All music festivals have their own set of insider politics, but jazz festivals seem more divisive than most. Maybe it’s the flagging market, or the desperation of full-time musicians, or balkanization within the genre proper. Whatever the case, several local jazz fests came under fire in the past few years — either for not booking locally, or not paying enough, or favoring one particular niche market. While those criticisms may have been valid, they also show the extent to which we treat jazz fest organizers as torchbearers.
It’s a dicey issue, said Monterey Jazz Festival marketing associate Timothy Orr, who can sympathize with both the struggling artists and the gatekeepers since he’s also a part-time jazz drummer. Orr says that Monterey Jazz occupies a unique position. Not only is it large and well-established, it’s also a place where mainstream acts coexist — more or less peacefully — with the avant-garde. Historically, that’s always been part of Monterey’s raison d’être.
“According to Ken Burns, jazz died in the mid-1970s, and was somehow resuscitated in the Eighties by all these young lions,” Orr said. “If you look at Monterey, you’d have no idea.”

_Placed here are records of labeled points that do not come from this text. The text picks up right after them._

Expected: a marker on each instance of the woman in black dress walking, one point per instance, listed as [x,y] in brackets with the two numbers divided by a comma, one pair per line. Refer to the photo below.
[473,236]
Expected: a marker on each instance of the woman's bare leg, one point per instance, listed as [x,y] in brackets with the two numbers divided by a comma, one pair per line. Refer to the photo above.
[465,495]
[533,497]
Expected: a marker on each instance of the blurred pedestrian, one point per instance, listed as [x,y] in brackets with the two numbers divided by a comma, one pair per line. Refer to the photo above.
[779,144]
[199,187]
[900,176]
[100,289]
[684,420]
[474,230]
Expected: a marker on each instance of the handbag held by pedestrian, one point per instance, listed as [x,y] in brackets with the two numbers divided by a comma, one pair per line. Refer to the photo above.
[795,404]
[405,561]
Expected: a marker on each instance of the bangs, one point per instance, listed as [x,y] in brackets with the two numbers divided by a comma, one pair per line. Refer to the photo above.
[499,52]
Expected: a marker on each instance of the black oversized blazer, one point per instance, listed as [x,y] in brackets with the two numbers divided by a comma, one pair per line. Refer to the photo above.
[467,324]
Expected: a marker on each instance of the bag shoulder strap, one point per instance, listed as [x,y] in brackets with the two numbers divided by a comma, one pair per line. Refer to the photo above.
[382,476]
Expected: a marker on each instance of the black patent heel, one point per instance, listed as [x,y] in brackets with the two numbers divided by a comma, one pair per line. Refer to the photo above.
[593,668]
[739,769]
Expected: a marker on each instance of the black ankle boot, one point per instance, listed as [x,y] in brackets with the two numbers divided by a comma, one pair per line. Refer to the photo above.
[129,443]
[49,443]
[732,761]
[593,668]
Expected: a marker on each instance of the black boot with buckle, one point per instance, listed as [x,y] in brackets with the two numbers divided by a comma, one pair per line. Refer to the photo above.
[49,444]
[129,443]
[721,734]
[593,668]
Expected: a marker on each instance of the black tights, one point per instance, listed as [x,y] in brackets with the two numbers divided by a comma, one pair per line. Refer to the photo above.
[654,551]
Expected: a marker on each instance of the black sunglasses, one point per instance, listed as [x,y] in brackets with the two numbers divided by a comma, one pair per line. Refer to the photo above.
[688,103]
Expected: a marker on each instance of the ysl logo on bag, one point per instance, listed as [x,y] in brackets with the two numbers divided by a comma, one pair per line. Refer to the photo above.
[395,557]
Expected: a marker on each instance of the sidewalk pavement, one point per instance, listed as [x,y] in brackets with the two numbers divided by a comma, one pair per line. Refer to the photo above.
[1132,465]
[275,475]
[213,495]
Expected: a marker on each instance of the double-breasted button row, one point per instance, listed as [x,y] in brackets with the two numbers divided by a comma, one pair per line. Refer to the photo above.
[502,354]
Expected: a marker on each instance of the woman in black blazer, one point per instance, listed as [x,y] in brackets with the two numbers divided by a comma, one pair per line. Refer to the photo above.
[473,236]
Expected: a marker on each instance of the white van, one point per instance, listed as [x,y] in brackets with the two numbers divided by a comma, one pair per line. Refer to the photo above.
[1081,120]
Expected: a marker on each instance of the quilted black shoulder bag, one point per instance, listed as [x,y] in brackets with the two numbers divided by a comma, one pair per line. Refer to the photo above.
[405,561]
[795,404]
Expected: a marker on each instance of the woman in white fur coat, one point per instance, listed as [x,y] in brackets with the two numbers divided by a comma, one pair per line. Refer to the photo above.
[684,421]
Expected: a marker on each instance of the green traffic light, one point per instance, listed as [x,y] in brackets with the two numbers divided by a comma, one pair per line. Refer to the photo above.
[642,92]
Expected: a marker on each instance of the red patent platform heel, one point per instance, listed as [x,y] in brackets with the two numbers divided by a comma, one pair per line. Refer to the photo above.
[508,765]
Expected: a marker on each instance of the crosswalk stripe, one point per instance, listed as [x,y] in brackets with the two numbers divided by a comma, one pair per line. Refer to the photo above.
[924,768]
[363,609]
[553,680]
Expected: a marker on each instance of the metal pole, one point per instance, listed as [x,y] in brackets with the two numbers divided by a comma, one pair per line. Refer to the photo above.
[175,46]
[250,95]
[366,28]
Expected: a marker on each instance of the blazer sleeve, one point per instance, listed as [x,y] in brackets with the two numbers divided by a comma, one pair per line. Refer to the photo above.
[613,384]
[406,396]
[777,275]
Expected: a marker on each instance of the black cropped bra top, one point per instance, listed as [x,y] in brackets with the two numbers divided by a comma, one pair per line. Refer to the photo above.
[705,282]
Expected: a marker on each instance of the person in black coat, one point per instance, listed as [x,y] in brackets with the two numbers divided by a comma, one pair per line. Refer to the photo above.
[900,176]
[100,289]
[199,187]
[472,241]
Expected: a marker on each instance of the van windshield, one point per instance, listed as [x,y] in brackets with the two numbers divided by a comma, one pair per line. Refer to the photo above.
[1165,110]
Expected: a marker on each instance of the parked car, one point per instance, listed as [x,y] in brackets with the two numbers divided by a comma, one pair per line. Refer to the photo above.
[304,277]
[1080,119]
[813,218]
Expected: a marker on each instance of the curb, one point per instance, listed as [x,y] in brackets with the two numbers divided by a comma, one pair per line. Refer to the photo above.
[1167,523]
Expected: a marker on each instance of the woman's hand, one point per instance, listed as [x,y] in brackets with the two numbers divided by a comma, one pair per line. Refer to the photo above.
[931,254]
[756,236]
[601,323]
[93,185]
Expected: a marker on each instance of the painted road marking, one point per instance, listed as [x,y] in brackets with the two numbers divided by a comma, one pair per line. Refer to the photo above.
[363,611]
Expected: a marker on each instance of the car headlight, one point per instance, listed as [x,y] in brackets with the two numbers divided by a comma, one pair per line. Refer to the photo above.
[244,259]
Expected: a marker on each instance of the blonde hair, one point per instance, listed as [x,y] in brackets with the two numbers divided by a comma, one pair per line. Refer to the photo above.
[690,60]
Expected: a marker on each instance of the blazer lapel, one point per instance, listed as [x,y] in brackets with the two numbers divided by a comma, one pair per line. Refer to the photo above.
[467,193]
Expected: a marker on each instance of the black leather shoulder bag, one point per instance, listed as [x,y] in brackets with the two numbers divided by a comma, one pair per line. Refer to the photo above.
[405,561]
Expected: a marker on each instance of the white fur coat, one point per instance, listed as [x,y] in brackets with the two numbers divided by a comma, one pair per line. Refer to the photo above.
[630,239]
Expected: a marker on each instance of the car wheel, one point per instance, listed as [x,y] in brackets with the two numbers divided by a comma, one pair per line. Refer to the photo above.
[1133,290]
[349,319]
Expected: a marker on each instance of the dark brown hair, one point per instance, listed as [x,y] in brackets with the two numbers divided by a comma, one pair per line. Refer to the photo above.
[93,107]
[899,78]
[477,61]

Monterey Jazz Fest was the brainchild of a San Francisco DJ named Jimmy Lyons, who built his career hosting the “Jazz Jubilee” show on radio station KNBC. In the early Fifties he moved to the Big Sur area, set his sights on Monterey County Fairgrounds, and dreamed up the idea for a giant annual jazz festival. That dream came to fruition in 1958. According to Orr, the festival booked imaginative lineups right from its inception. Over the years, festival-goers would see the likes of Ornette Coleman, Coltrane and Eric Dolphy, Charles Lloyd, Charlie Haden Liberation Music Orchestra, Rashied Ali, Jason Moran, The Bad Plus, and ROVA Saxophone Quartet, among others. Lyons left in 1992 (and died two years later), bequeathing the fest to Tim Jackson, who also runs the Kuumbwa Jazz Center in Santa Cruz.
Under Jackson’s tutelage, Monterey Jazz has sustained a pretty heavy Bay Area presence. On an average year, about 15 to 20 percent of the bookings come from the Bay Area, Orr said. That’s partly the result of Jackson’s connection to the equally locavore-ish Kuumbwa Center. It’s also a way of placating the festival’s audience, since about 41 percent of ticket sales came from the Bay Area this year. Most importantly, it shows a conscious effort to include left-field and improvised music scenes, for which the Bay Area is a veritable hotbed. (We’re the home of Mills College, after all.) Lyons was known for booking a ton of big bands; Jackson tries to leverage several different niche markets, balancing Harry Connick Jr. with Fred Hersch and Lisa Mezzacappa.
Orr works out of a flat in West Oakland, and he’s very keyed in to the local warehouse scene. It’s not unusual to see him at hole-in-the-wall performing arts spaces, where people sit on folding chairs and the bar serves juice or green tea. A couple Mondays ago he came to Aram Shelton‘s showcase at the Ivy Room, intent on seeing a young, little-known guitar player named Ava Mendoza. He said he’d love to get her booked at Monterey some day.
“Everyone has their own take on what ‘jazz’ is,” Orr said, explaining that he’s well aware of the “death of jazz” theories, and the challenges facing local musicians. “How do you create a jazz audience? How do you keep a jazz audience? If they start out with Louis Armstrong, how do you get them to listen to John Zorn?”
Such questions have flummoxed Monterey Jazz fest organizers for years. Yet, looking at the 2010 lineup — which includes Angélique Kidjo, Ahmad Jamal, Trombone Shorty, Dianne Reeves, Gretchen Parlato, Lisa Mezzacappa, The Jazz Mafia, and The Nice Guy Trio, among many others — Orr is pleased. If jazz died, you’d never know it.